Homemade Infused Salt
Infused salts are a fun and flavorful way to elevate just about any dish, and they make fantastic homemade Christmas gifts.
Prep Time10 minutes mins
Cook Time28 minutes mins
Total Time38 minutes mins
Course: Appetizer
Cuisine: American
Servings: 10 packets
Calories: 29kcal
Lemon, Thyme, Rosemary Salt
- 1 teaspoon lemon zest freshly dried & grated
- 1 teaspoon thyme freshly dried & chopped
- 1 teaspoon Rosemary freshly dried & chopped
- 1/2 cup coarse sea salt
Bourbon Bacon Salt
- 1/2 cup coarse sea salt
- 2 ounces bacon bits
- 1/2 tablespoons bourbon
For the Lemon, Thyme, Rosemary Salt
Chop and dry the herbs and lemon zest a few days in advance.
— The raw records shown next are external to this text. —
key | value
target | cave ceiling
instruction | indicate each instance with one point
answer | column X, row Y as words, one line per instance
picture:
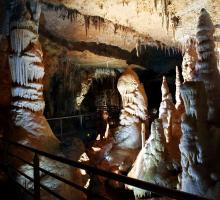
column 103, row 30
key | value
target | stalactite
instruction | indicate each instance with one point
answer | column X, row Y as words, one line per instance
column 206, row 65
column 87, row 22
column 24, row 69
column 20, row 39
column 165, row 15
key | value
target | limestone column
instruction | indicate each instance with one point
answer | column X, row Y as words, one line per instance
column 27, row 72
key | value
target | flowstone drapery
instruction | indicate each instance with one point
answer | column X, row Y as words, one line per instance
column 200, row 142
column 30, row 126
column 133, row 120
column 153, row 163
column 206, row 65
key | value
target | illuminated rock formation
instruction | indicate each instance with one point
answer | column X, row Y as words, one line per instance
column 189, row 60
column 200, row 141
column 196, row 148
column 127, row 140
column 206, row 66
column 171, row 118
column 179, row 102
column 27, row 71
column 153, row 163
column 166, row 110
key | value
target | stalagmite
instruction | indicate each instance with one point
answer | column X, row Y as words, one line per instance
column 30, row 126
column 179, row 103
column 171, row 120
column 166, row 110
column 127, row 140
column 199, row 144
column 198, row 152
column 206, row 65
column 153, row 163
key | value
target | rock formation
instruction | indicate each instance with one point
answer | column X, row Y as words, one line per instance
column 189, row 60
column 206, row 66
column 200, row 141
column 27, row 71
column 127, row 140
column 153, row 163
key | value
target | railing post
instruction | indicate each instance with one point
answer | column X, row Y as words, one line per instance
column 36, row 178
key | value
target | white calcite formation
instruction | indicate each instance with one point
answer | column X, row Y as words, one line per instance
column 166, row 110
column 206, row 65
column 153, row 163
column 200, row 142
column 199, row 145
column 30, row 126
column 85, row 86
column 134, row 98
column 179, row 102
column 189, row 60
column 133, row 119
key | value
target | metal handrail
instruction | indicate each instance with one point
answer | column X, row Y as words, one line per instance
column 163, row 191
column 71, row 116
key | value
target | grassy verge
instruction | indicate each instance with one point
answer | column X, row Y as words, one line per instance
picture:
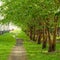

Once dried, mix with the salt in a food processor and pulse until combined (and slightly pulverized, if using coarse salt).
Pour into gift containers and decorate as you like.
For the Bourbon Bacon Salt
Preheat the oven to 200°F.
Place the bacon bits and salt in a food processor. Sprinkle on the bourbon so it’s not all in one place. Pulse to incorporate (and slightly pulverized, if using coarse salt).
Spread the salt out on a baking sheet. Put the salt in the oven to dry for about 30 minutes. You can stir it and smooth it out again 1-2 times while drying, so it dries better.
Let the salt cool completely. Then pour into gift containers and decorate as you like.
We used two different containers for the salt.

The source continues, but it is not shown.